Mr. Winkle Goes to War es una de esas obras que se basan de una forma especialmente decisiva en su actor protagonista, en este caso un magnífico Edward G. Robinson que da vida a ese entrañable hombrecito sencillo, calmado y amable que siempre ha hecho lo que le han ordenado. Una vez resulta obvio que no nos encontramos ante una gran película, la principal motivación que nos lleva a seguir hasta el final es continuar disfrutando de la interpretación de su protagonista, que nos demuestra la capacidad que tenía este gran actor para moverse en registros muy diferentes por mucho que lo asociemos sobre todo a papeles de tipo duro.

Aparte de eso, los alicientes para recomendar la película son escasos. Alfred E. Green (uno de los cientos de competentes cineastas anónimos del Hollywood clásico en que solo me fijé a raíz de una mención de Raoul Walsh en su autobiografía) no me parece un director especialmente capacitado para extraer el humor de las escenas, y cuando uno nota que la banda sonora se empeña tanto en remarcar la comicidad de ciertas situaciones suele ser señal de que éstas por sí solas no son especialmente hilarantes, como es el caso.
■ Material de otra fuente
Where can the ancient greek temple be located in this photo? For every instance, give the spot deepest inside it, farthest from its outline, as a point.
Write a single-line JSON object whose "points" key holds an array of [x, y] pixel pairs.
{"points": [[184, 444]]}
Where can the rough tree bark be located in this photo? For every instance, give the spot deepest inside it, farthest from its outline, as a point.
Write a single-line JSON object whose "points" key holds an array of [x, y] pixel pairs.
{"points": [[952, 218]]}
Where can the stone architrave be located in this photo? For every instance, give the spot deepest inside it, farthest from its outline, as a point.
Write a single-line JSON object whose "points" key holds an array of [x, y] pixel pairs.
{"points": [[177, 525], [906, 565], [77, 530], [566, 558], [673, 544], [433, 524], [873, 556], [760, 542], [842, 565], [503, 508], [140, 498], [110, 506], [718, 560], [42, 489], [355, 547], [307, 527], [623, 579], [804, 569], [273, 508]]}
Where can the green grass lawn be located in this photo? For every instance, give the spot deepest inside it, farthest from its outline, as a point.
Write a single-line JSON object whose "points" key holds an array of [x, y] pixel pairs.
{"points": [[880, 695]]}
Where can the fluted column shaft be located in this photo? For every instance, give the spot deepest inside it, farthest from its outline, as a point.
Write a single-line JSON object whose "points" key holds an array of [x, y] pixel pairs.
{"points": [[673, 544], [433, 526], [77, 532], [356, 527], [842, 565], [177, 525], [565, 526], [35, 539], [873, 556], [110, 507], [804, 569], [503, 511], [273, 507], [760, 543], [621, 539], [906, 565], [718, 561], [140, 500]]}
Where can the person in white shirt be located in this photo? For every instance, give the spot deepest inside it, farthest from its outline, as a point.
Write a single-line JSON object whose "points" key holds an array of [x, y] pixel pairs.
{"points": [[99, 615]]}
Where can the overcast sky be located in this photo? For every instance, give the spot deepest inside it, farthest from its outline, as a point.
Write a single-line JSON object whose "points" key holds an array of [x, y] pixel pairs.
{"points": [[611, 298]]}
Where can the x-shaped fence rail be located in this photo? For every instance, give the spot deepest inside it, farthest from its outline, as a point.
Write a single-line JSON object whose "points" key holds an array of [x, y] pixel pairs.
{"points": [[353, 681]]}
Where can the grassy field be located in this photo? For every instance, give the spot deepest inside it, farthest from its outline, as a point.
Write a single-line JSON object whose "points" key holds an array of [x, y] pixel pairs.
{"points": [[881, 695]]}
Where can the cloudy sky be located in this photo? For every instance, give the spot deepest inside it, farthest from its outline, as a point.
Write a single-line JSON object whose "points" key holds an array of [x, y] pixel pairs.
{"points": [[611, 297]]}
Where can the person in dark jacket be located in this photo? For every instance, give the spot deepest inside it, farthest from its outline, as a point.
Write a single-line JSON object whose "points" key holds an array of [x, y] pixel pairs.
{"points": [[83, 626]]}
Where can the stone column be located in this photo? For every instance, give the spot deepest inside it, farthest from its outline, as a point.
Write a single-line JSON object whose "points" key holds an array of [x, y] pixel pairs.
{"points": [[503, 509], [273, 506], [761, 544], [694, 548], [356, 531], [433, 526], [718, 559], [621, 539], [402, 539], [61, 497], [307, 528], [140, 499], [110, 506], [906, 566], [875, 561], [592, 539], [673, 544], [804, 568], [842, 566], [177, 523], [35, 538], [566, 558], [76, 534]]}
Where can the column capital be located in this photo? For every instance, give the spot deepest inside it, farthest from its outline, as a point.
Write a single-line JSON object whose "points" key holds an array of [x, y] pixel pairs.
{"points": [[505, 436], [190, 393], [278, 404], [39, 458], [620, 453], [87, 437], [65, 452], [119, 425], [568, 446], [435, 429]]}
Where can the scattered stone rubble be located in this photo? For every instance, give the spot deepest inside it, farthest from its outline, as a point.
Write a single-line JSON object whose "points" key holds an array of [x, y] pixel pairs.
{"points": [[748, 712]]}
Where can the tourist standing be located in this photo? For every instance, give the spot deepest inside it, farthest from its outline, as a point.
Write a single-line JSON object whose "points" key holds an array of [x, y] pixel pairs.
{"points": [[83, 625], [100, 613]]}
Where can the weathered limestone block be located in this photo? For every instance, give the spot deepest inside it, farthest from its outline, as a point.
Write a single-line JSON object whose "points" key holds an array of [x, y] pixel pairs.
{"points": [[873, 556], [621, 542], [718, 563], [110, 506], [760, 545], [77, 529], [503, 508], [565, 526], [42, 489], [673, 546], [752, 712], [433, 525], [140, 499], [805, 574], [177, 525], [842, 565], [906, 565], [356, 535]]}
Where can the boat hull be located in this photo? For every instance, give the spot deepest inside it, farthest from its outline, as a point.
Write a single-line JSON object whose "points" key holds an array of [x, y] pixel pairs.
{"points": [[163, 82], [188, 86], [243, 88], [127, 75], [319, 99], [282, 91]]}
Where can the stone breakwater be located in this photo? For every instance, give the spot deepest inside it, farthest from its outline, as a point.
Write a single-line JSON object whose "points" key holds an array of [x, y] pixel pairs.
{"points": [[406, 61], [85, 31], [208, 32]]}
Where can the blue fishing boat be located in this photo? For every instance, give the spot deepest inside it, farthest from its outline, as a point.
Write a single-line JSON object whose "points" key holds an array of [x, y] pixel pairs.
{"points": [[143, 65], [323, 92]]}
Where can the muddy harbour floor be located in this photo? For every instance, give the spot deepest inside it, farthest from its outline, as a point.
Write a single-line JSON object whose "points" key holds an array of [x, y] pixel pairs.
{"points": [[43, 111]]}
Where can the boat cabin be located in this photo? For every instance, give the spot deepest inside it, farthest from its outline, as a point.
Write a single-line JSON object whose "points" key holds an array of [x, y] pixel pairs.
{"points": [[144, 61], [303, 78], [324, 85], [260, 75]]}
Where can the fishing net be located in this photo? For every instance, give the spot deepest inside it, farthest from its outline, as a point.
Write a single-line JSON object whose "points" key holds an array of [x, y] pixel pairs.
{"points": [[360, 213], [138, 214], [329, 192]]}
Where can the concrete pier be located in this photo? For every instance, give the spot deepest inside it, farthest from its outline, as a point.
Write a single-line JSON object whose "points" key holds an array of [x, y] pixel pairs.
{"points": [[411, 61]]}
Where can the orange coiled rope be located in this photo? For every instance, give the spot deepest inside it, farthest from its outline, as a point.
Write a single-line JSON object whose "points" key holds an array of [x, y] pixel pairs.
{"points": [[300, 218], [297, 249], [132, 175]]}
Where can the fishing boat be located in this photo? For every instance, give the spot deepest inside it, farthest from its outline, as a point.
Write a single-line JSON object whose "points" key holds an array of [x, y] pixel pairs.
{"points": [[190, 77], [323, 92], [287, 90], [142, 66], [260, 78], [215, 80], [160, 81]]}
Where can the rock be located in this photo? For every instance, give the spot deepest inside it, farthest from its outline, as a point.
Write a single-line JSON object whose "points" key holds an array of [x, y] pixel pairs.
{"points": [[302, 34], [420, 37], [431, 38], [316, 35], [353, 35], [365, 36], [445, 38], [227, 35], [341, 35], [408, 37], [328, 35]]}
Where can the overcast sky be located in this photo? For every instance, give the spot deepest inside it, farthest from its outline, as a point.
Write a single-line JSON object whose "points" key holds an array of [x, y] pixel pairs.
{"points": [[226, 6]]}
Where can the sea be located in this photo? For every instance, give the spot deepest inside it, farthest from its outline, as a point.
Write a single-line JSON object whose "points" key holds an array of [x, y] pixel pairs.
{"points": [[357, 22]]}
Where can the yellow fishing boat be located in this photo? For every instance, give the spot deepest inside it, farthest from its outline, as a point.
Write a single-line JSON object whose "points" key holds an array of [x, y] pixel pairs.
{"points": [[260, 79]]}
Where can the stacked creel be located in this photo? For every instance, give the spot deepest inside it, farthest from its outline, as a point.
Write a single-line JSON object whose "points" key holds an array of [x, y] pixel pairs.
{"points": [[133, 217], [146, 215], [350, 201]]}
De todos modos creo que lo que menos me gusta del filme es su indisimulado tono patriótico, fruto obviamente de la época en que se grabó, pero que me suena muy impostado y poco creíble. La cinta resalta cómo incluso un tipo inofensivo y humilde como Mr. Winkle prefiere entrar en combate antes que abandonar a sus compañeros, rechazando así la oferta de licenciarse con honor sin necesidad de exponer su vida en peligro a causa de su avanzada edad. Todo eso está muy bien, pero menos creíble aún resulta que un tipo como Mr. Winkle acabe superando los duros entrenamientos físicos (realizados de hecho por un obvio doble del propio Edward G. Robinson) y es decepcionante comprobar lo poco que se explotan las posibilidades cómicas de dichas situaciones: la torpeza física de Mr. Winkle, los choques con la autoridad, etc.

En consecuencia Mr. Winkle Goes to War acaba siendo una comedia no especialmente divertida, que es una de las peores cosas que le puede pasar a una cinta de este género. Hay mucho sentimentalismo derivado de la subtrama del niño huérfano, algunas escenas de combate muy bien filmadas y un protagonista carismático que se echa literalmente toda la película sobre sus hombros para llevarla adelante, pero ya está. De hecho visto así el gran héroe de la cinta no es Mr. Winkle, sino Edward G. Robinson, que consigue dar validez a una obra que, protagonizada por otro actor menos válido, no tendría ninguna razón de ser.